The paper addresses supply chain security in free and open source software by evaluating reproducible builds (R-B) and bootstrappable builds (B-B) as mechanisms to link source code to binary artifacts. It documents progress over the past decade and presents an independent Arch Linux rebuilderd verifier to test reproducibility, reporting a packaging issue in Certbot-related Arch packages and an upstream fix for fwupd to restore reproducibility. The authors demonstrate practical gains from identifying unreproducible artifacts and applying fixes, while underscoring the need for a broader network of independent rebuilders and routine source-code audits. Collectively, the work highlights the feasibility and importance of auditable software supply chains and calls for community-wide adoption and infrastructure support to realize 100% reproducibility in large repositories.

Abstract

Supply chain attacks have emerged as a prominent cybersecurity threat in recent years. Reproducible and bootstrappable builds have the potential to reduce such attacks significantly. In combination with independent, exhaustive and periodic source code audits, these measures can effectively eradicate compromises in the building process. In this paper we introduce both concepts, we analyze the achievements over the last ten years and explain the remaining challenges. We contribute to the reproducible builds effort by setting up a rebuilder and verifier instance to test the reproducibility of Arch Linux packages. Using the results from this instance, we uncover an unnoticed and security-relevant packaging issue affecting 16 packages related to Certbot, the recommended software to install TLS certificates from Let's Encrypt, making them unreproducible.
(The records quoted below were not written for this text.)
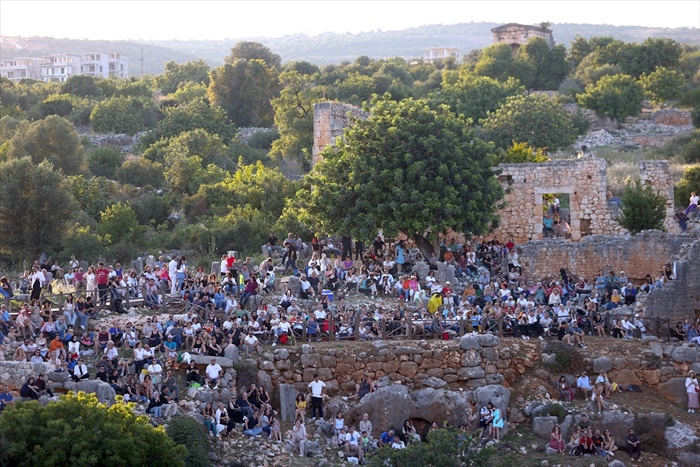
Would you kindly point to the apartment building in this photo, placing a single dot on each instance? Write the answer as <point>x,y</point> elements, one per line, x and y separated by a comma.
<point>59,67</point>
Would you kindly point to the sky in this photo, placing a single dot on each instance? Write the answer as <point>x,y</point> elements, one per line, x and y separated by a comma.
<point>206,20</point>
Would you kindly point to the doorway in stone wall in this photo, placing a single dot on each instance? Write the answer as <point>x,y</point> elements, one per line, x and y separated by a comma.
<point>556,211</point>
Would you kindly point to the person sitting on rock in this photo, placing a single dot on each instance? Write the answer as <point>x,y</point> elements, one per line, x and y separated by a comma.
<point>583,383</point>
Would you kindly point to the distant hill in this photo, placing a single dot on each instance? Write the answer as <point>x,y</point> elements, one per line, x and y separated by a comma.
<point>326,48</point>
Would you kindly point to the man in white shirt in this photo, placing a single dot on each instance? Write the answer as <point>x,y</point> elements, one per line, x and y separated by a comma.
<point>352,443</point>
<point>251,343</point>
<point>172,273</point>
<point>317,388</point>
<point>213,371</point>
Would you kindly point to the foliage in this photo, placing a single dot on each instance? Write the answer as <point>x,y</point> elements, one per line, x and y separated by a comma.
<point>118,223</point>
<point>253,51</point>
<point>519,153</point>
<point>122,115</point>
<point>663,85</point>
<point>191,434</point>
<point>140,172</point>
<point>497,62</point>
<point>294,110</point>
<point>53,139</point>
<point>243,89</point>
<point>566,358</point>
<point>104,161</point>
<point>176,75</point>
<point>549,64</point>
<point>690,182</point>
<point>616,97</point>
<point>642,208</point>
<point>406,168</point>
<point>36,207</point>
<point>189,116</point>
<point>534,119</point>
<point>474,96</point>
<point>81,86</point>
<point>79,430</point>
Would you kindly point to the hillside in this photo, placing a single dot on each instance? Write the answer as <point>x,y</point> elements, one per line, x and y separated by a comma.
<point>326,48</point>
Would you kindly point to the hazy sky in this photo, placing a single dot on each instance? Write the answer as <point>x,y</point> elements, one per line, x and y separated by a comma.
<point>133,19</point>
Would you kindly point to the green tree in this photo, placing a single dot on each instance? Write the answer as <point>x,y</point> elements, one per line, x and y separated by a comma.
<point>189,116</point>
<point>534,119</point>
<point>616,97</point>
<point>642,208</point>
<point>81,86</point>
<point>663,85</point>
<point>253,51</point>
<point>104,161</point>
<point>176,75</point>
<point>36,207</point>
<point>520,153</point>
<point>138,171</point>
<point>294,112</point>
<point>407,168</point>
<point>79,430</point>
<point>497,62</point>
<point>475,96</point>
<point>549,64</point>
<point>121,115</point>
<point>53,139</point>
<point>244,89</point>
<point>118,223</point>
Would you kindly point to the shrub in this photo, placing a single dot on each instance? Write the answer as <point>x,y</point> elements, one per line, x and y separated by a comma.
<point>567,359</point>
<point>642,208</point>
<point>193,436</point>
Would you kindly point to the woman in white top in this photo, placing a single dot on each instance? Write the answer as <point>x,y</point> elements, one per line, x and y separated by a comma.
<point>692,387</point>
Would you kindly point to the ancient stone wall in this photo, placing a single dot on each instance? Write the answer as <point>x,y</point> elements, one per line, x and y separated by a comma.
<point>644,253</point>
<point>330,120</point>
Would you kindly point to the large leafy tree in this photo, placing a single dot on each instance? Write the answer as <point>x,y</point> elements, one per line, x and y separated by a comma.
<point>474,96</point>
<point>79,430</point>
<point>407,168</point>
<point>53,139</point>
<point>549,64</point>
<point>616,97</point>
<point>244,89</point>
<point>294,112</point>
<point>36,207</point>
<point>535,119</point>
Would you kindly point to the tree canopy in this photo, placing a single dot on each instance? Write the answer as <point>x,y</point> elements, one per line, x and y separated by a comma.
<point>78,430</point>
<point>407,168</point>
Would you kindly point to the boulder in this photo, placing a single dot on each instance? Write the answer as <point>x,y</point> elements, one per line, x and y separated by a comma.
<point>206,360</point>
<point>680,436</point>
<point>602,364</point>
<point>674,390</point>
<point>231,352</point>
<point>387,406</point>
<point>434,382</point>
<point>656,349</point>
<point>684,354</point>
<point>542,426</point>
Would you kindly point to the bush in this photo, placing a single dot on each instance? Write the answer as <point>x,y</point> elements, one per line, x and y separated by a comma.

Additionally, we find the root cause of unreproduciblity in the source code of fwupd, a critical software used to update device firmware on Linux devices, and submit an upstream patch to fix it.

Paper Structure

This paper contains 22 sections, 2 figures, 1 table.

Table of Contents

  1. Introduction
  2. Concepts & Definitions
  3. Source code
  4. Build toolchain
  5. Artifacts
  6. Reproducible builds (R-B)
  7. Bootstrappable builds (B-B)
  8. Diverse Double-Compiling
  9. Software Bill of Materials (SBOM)
  10. Origin of reproducible builds
  11. Current state
  12. Challenges
  13. Awareness
  14. Policy changes
  15. Archive infrastructure
  16. ...and 7 more sections

Figures (2)

  • Figure 1: The publisher of an open source software provides an executable ready to use. Most users would trust and run the executable based on the publisher's reputation. More cautious users may opt to review the source code. However, there is no guarantee that the provided executable comes directly from the published source code. R-B allows testing whether a provided artifact originates from a given source code. A set of independent verifiers can fetch the source code and rebuild the software following the exact same build instructions, as well as using the same dependencies. They publish whether they obtained the same artifacts and the user can now use this information to decide whether or not to trust the distributed executable. This diagram is a simplified version of Fig. 1 from reproducible-builds-paper.
  • Figure 2: The rebuilderd daemon requires few resources and can be run on a small cloud instance (e.g., 1 vCPU and 1 GB of RAM). Our independent verifier (sync daemon and a small worker) runs on a modest refurbish PC with an Intel i7-4790K CPU and 16 GB of RAM. Workers need at least 32 GB of RAM to be able to build all the official packages. A significant speedup on large builds (e.g. linux kernel, web browsers, etc.) can be achieved with at least 64 GB of RAM and mounting the worker's directory as tmpfs. For the initial setup, two VMs with 16 vCPU, 64 GB of RAM and 200 GB of SSD storage were used as workers.